Public involvement at the outset is hugely valuable. When members of the public are embedded in the research, they better understand its importance which subsequently makes writing the transparency documentation easier, whilst also building trust. There is also an opportunity within the new guidance to showcase public involvement in the development of transparency materials through real life examples set in health and social care research.
Amander Wellings, public contributor and member of the Make it Public campaign groupTransparency in research builds trust within the public and encourages active participation in research. It also helps to ensure that taxes are invested in a way that suits the needs of the public, the end users of services, that are evidence-led.
Derek Stewart, public contributor and co-chair of the Make it Public campaign groupGaining the patient and public’s perspectives and opinions on transparency in health research is a vital reminder of why this is important and often helps ground such guidance in the day-to-day reality of our experiences. It also demonstrates the commitment of the HRA to actively involve us in policy making as much as possible.
Linking resources
Our role as a regulator of health and social care research can support the aims of this new guidance.
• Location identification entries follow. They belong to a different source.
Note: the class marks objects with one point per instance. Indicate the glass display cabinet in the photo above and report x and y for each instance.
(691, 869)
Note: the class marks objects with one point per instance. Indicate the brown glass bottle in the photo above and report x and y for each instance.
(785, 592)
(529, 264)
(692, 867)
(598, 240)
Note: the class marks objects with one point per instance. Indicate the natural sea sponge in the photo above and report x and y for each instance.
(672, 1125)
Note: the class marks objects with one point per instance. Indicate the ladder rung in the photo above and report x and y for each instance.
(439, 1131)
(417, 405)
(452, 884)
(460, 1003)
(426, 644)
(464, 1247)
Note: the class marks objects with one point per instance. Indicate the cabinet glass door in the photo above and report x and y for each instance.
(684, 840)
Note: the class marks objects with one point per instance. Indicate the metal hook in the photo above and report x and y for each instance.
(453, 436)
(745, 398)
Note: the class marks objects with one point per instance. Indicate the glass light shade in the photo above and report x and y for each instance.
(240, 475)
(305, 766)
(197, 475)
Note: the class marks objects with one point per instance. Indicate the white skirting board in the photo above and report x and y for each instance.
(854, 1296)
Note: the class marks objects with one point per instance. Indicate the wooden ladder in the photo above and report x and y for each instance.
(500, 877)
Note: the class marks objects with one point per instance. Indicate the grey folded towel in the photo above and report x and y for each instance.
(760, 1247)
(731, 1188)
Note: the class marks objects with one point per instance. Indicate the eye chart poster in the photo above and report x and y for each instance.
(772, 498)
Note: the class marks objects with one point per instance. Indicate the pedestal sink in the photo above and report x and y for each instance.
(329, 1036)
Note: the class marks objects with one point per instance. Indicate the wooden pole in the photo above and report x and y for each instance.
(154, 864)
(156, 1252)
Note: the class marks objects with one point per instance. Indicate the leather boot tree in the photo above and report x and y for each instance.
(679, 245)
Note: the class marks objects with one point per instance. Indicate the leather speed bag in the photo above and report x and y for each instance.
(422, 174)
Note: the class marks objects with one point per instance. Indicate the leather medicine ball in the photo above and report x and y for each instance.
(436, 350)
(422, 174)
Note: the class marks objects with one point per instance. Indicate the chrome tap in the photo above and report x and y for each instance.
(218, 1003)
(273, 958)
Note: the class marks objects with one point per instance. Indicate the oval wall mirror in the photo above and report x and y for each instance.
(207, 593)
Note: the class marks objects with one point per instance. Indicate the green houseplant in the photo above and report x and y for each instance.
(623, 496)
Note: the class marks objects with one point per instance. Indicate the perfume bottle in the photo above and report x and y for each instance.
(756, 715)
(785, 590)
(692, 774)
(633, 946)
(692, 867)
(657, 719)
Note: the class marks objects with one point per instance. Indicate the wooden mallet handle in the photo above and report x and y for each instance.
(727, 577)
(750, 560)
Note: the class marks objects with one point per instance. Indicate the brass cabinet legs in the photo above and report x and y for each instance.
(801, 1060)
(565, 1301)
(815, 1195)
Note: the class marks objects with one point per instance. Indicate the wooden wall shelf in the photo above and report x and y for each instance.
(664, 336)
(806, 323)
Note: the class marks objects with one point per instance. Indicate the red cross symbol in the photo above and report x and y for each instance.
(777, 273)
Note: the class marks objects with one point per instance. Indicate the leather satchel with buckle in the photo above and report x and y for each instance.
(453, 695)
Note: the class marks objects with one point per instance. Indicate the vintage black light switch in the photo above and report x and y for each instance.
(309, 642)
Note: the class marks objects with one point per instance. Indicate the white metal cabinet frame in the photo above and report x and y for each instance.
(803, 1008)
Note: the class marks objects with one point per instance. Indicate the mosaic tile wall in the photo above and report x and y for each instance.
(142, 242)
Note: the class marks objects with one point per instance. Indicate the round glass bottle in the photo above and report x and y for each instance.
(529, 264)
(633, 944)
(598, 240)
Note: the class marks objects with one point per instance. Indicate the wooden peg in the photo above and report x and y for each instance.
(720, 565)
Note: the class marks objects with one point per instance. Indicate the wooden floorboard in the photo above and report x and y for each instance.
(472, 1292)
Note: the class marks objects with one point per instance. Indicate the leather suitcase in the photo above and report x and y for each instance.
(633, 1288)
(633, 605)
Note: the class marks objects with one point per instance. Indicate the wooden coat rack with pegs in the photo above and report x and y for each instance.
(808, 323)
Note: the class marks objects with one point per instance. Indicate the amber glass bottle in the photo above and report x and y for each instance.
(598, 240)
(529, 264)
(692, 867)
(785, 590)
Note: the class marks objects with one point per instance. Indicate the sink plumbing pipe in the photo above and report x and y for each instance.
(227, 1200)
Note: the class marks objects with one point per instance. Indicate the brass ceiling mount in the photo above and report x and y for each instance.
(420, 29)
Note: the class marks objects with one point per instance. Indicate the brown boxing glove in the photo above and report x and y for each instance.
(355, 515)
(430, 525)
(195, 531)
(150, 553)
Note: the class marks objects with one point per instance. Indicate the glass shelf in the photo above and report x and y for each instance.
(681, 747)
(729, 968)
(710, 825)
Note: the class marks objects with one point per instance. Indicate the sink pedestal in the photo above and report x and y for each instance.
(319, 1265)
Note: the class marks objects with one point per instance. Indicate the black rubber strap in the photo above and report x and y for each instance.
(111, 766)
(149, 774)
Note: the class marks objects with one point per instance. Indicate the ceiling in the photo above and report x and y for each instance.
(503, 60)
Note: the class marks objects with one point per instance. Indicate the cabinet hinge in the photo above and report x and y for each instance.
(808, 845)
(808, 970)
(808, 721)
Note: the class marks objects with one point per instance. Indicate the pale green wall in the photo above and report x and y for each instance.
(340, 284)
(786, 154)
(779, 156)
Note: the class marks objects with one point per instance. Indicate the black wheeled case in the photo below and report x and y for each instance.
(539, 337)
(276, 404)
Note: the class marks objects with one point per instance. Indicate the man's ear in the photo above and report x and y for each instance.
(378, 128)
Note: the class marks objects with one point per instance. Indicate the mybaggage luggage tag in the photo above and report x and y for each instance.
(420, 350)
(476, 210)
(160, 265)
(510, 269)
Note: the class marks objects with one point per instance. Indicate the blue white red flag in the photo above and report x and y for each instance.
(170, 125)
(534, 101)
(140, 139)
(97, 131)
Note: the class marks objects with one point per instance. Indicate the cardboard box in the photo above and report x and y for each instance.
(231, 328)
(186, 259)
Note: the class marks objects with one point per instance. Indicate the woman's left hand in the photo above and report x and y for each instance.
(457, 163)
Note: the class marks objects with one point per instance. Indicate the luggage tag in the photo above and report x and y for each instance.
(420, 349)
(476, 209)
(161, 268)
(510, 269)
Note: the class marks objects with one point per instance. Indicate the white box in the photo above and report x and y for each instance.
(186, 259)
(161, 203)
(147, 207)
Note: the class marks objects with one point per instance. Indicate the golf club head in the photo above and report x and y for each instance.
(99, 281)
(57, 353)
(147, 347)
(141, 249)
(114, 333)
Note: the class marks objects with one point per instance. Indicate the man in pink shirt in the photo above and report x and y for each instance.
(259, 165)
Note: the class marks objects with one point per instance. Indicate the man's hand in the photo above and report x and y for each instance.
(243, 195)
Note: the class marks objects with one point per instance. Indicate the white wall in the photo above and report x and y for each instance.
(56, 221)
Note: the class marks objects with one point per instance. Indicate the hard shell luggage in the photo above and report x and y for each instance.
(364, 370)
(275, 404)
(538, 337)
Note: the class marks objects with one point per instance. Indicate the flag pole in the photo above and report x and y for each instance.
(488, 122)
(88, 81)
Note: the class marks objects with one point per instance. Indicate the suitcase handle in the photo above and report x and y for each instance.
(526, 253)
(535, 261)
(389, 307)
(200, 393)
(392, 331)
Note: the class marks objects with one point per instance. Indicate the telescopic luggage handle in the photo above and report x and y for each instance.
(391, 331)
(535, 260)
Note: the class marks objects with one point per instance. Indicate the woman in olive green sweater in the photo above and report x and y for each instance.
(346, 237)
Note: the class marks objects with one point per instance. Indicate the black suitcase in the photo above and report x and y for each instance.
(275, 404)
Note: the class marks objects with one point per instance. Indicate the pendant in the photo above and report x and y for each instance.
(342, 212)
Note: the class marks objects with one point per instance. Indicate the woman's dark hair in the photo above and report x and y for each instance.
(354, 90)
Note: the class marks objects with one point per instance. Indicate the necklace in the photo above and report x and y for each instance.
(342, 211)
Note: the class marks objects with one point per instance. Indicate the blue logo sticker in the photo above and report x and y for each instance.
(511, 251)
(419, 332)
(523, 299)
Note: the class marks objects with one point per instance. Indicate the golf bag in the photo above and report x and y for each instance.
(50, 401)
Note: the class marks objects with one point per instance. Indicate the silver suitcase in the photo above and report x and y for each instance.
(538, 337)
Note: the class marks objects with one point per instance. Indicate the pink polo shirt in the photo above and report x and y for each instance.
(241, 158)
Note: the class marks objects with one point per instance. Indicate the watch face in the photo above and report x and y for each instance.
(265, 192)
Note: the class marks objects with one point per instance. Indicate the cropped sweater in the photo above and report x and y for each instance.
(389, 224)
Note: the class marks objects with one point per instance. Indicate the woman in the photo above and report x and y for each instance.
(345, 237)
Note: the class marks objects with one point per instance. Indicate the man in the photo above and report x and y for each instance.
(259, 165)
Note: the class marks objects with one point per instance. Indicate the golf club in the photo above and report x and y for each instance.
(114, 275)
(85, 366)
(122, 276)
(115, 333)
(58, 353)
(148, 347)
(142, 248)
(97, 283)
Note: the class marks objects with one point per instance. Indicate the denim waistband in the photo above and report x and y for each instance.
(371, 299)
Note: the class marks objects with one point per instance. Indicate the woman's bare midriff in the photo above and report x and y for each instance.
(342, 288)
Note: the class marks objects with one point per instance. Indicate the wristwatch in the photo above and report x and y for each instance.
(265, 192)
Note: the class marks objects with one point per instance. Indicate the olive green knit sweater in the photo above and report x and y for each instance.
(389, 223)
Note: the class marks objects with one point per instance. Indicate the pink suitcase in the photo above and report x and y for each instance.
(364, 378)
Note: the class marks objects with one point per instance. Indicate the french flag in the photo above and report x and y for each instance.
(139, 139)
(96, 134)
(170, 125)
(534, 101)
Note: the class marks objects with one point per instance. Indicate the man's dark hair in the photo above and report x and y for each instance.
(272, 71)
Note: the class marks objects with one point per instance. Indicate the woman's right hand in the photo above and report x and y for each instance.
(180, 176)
We can help signpost to the relevant audiences and tailor aspects of the guidance to the needs of health and social care research.
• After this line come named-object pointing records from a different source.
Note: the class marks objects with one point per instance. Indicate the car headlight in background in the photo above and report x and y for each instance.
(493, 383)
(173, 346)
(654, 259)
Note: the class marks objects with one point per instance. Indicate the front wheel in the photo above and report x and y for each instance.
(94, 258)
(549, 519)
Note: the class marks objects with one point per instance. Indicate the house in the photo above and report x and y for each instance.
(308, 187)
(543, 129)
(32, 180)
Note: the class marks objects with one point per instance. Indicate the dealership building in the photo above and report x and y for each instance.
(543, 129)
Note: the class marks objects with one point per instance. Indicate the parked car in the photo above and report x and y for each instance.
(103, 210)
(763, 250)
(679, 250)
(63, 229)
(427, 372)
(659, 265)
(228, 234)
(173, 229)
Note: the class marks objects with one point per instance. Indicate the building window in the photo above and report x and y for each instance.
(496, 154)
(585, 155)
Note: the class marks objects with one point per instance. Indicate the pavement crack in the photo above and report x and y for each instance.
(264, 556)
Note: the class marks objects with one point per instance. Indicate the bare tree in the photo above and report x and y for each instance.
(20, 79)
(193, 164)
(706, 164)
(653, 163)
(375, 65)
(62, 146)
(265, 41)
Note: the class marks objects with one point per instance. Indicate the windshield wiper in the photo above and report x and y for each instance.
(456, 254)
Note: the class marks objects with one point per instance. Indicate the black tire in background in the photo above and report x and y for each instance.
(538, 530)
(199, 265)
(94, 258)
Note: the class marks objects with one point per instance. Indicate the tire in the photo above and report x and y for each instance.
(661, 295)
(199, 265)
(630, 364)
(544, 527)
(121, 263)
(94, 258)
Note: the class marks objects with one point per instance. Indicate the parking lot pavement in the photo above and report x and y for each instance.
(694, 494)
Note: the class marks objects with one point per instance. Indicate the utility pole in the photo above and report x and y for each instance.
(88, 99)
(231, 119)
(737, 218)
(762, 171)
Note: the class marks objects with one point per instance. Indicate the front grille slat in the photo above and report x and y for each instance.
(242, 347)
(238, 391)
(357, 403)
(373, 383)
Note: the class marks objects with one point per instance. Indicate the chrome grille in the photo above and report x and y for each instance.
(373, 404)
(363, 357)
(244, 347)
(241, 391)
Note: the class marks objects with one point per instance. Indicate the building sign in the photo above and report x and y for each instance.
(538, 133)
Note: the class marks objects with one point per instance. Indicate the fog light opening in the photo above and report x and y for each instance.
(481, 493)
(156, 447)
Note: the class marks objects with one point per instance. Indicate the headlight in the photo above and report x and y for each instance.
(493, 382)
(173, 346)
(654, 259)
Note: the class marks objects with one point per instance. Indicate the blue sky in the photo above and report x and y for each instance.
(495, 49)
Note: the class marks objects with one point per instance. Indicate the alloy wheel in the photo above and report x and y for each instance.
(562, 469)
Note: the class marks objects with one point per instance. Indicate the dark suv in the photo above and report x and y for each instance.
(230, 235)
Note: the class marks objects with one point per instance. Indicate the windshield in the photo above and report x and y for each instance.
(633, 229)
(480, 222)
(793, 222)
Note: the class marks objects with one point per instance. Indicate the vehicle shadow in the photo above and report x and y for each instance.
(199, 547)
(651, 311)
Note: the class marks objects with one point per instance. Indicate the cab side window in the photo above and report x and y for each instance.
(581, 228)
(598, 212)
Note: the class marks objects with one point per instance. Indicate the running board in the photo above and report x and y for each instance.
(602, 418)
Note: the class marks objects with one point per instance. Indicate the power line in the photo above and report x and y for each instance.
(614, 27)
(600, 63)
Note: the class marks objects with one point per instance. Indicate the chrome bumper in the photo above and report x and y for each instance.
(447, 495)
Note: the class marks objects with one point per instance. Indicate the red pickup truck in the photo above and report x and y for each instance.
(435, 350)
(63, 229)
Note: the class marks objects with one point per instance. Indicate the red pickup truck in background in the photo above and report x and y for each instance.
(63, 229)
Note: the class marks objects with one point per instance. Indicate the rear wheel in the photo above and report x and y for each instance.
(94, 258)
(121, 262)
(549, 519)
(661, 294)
We also want to see the new guidance signpost researchers and funders to the HRA’s transparency strategy and Make it Public campaign.
The HRA offers guidance on transparency information to NHS research sites, we outline how to be UK GDPR compliant, and provide transparency wording for research sponsors to include when designing participant information sheets. It would therefore be beneficial for the new guidance to signpost to the HRA’s transparency guidance and templates.
Being crystal clear
In our response, we outline the importance of being clear about which parts of the new guidance only apply to controllers of health data, which applies to processors (acting under the instruction of a controller), and which apply to both. In a research context, this is especially important given the role of sponsor as controller, and research sites as processors, when personal data is processed for the purposes of research.
Finally, we ask for consideration to be given as to whether the current terminology is appropriate. For example, using words in the guidance regarding legal compliance with the principle of transparency, when different language is used in the legislation, could cause confusion.
Our desire is to work with the ICO on the next stages of development for this new guidance.